The Investment Integration Project (TIIP), under the leadership of Steve Lydenberg (Founder and CEO) and William Burckart (President and COO) is a research services firm that provides guidance to investors on system-level issues. Its mission is “to help institutional investors understand the feedback loops between their investments and the planet’s overarching systems that make profitable investment opportunities possible.” Just as modern portfolio theory extended analysis of individual stocks to a basket of stocks, TIIP helps investors to move their level of analysis beyond just portfolios to include the context in which these portfolios exist. This is important because failure to do so will lead to dramatic disruptions (e.g., the Financial Crisis of 2008) and steady or even dramatic degradations (e.g., from climate change and inequality) that will make it impossible for investors to earn the returns necessary to meet the expectations of their beneficiaries and clients, respectively.

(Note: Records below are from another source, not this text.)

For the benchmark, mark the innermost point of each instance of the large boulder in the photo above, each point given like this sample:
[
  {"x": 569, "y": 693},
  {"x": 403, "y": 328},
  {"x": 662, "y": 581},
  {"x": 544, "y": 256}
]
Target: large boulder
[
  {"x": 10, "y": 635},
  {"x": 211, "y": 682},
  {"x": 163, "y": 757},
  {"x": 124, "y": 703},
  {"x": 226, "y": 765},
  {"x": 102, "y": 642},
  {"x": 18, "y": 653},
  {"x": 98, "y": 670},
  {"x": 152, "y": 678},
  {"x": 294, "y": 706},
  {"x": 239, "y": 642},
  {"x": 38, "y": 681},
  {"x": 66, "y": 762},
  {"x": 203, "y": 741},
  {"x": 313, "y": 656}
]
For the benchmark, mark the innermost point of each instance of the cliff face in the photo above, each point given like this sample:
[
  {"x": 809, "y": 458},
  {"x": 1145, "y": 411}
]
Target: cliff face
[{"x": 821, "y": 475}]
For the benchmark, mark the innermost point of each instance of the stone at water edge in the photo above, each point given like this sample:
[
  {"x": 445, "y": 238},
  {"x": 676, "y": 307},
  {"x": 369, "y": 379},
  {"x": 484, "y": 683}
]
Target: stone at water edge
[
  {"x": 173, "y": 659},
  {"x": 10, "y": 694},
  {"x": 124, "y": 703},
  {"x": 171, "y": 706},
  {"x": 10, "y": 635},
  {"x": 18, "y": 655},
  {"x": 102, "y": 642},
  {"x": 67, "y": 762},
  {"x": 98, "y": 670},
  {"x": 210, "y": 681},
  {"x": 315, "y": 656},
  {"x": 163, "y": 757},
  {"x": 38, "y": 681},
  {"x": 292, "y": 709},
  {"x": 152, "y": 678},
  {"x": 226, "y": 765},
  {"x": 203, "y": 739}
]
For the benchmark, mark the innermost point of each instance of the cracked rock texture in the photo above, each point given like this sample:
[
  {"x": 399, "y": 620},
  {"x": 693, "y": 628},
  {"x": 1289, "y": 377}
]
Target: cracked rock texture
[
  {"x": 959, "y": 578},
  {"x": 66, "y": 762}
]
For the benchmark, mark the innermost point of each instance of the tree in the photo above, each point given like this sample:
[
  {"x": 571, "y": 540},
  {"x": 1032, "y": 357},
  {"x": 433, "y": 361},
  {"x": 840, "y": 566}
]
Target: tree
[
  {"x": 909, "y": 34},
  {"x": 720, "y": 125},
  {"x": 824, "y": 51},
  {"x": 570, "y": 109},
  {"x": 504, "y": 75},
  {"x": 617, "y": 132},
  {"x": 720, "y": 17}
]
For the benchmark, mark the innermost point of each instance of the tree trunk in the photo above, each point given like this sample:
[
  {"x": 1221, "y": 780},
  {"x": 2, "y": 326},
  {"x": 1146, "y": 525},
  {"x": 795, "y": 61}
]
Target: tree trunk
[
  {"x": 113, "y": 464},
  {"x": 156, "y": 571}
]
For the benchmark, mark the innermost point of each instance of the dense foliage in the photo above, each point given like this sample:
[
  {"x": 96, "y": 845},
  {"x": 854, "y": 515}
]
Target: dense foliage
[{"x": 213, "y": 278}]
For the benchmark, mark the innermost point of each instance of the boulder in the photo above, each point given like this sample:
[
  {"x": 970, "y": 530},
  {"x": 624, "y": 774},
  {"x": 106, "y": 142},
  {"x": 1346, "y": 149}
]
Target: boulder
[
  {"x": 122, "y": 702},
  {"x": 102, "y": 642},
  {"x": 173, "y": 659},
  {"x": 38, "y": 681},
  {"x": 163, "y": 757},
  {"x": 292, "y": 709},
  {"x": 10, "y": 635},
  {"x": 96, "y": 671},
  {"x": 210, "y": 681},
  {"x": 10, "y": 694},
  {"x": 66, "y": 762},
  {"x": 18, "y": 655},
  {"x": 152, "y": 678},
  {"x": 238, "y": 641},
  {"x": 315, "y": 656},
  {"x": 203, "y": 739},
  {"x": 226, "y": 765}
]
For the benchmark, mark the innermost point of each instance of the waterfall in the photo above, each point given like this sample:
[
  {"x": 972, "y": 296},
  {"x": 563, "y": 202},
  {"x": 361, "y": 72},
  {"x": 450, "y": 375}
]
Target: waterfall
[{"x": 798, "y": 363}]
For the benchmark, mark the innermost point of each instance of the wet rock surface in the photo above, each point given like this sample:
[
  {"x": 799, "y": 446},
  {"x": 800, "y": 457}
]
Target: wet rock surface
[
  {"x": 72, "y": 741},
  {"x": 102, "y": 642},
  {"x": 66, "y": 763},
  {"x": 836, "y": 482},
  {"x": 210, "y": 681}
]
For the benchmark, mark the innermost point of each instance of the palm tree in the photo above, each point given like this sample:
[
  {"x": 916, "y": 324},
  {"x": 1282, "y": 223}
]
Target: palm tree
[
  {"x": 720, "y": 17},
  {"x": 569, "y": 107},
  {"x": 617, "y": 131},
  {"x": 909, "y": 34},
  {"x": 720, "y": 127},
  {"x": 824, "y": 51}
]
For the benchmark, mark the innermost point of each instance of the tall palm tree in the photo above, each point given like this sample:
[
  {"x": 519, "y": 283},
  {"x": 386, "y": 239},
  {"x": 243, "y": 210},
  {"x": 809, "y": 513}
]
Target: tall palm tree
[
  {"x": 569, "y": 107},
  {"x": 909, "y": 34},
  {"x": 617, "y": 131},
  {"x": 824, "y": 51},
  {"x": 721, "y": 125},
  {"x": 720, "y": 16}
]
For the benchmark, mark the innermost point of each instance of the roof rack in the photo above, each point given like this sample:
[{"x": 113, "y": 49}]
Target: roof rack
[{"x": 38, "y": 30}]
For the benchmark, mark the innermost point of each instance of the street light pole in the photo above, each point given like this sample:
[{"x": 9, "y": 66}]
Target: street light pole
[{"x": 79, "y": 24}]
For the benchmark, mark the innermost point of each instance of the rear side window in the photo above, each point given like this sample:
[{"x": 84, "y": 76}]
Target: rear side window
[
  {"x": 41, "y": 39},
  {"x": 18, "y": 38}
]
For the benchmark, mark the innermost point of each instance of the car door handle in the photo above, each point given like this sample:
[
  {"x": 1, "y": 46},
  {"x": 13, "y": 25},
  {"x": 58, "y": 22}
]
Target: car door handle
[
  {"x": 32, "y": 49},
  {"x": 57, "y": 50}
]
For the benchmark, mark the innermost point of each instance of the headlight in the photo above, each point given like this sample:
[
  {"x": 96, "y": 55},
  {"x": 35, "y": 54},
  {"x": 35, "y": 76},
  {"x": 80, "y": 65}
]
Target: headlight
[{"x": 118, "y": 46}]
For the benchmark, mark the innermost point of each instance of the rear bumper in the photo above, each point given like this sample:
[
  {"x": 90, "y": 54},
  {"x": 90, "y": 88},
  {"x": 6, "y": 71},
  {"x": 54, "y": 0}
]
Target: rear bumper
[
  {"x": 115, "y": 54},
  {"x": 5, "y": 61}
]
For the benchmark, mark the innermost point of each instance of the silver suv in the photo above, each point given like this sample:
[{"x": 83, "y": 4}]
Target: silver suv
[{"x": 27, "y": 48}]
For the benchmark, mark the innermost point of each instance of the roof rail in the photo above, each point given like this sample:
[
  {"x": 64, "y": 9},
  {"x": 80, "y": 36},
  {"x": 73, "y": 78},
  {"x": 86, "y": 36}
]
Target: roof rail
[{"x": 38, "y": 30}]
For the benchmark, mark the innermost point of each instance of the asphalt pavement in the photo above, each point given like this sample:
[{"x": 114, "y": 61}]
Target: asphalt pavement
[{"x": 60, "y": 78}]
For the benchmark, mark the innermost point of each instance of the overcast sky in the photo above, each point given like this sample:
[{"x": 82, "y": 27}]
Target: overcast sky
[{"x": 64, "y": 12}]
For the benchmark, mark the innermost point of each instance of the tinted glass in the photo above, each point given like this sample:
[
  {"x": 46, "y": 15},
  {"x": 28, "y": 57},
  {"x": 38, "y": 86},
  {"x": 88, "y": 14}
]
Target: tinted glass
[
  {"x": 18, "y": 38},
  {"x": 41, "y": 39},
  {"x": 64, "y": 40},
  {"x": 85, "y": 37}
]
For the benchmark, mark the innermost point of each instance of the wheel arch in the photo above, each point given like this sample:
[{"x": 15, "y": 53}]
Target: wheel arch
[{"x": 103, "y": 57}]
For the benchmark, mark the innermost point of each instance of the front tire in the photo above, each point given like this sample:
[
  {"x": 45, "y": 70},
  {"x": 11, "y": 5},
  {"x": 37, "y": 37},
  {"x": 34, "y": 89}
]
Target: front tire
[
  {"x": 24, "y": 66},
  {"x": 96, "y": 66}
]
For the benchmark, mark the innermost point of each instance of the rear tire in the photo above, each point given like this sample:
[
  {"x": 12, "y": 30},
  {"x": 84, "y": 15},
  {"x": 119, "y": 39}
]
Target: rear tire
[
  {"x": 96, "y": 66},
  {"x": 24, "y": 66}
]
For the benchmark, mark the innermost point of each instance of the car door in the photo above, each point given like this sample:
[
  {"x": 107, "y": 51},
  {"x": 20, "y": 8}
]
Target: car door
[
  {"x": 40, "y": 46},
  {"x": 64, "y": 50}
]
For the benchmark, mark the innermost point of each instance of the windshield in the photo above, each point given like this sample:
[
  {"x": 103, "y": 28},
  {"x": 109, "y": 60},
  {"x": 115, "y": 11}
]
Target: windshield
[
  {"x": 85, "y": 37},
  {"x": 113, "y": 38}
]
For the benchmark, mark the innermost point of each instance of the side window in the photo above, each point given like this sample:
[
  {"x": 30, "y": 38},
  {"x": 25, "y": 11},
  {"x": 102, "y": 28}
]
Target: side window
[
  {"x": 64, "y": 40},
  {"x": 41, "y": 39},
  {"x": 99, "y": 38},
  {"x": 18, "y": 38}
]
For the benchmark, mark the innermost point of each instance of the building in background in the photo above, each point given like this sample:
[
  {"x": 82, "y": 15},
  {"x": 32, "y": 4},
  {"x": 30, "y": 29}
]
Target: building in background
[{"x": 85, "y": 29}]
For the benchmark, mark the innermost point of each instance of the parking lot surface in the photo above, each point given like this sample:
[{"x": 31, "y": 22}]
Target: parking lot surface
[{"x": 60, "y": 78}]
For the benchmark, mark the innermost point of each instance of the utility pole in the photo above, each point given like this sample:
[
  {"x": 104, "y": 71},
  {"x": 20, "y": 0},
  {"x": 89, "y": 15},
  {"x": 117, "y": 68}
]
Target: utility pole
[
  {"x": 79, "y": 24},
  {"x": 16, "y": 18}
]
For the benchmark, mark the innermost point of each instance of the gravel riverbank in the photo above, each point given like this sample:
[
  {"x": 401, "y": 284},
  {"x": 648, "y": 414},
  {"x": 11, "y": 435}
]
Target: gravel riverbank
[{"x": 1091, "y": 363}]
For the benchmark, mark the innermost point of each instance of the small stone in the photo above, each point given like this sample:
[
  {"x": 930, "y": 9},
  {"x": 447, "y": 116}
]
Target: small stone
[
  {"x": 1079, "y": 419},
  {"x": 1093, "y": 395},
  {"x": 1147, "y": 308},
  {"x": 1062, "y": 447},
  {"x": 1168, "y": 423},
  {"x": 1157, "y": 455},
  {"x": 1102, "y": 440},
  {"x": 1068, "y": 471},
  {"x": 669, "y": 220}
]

Today, in collaboration with the Investor Responsibility Research Center Institute (IRRCi), Burckart, Lydenberg, and Jessica Ziegler have published a new report Measuring Effectiveness: Roadmap to Assessing System-level and SDG Investing. A companion document to the report, Measuring Effectiveness: Roadmap to Assessing System-level and SDG Investing—Supplemental Appendices, contains a series of appendices that support and provide additional context for and information about the concepts discussed. This report was first discussed at a conference, available on this video, that was held at Morningstar on February 8, 2018. As explained by Burckart, ““TIIP has spent the past three years growing a shelf of research and guidance, and a database that covers the basics of systems-level investing. With this new report we are tackling the challenging questions of how investors can measure their influence at a system level, and how investors can tell who is doing a good job and who is doing a better job. Over the course of 2018 we will be applying this framework to different issues, such as income inequality, as well as releasing comprehensive guidance for reporting on system-level investing progress.”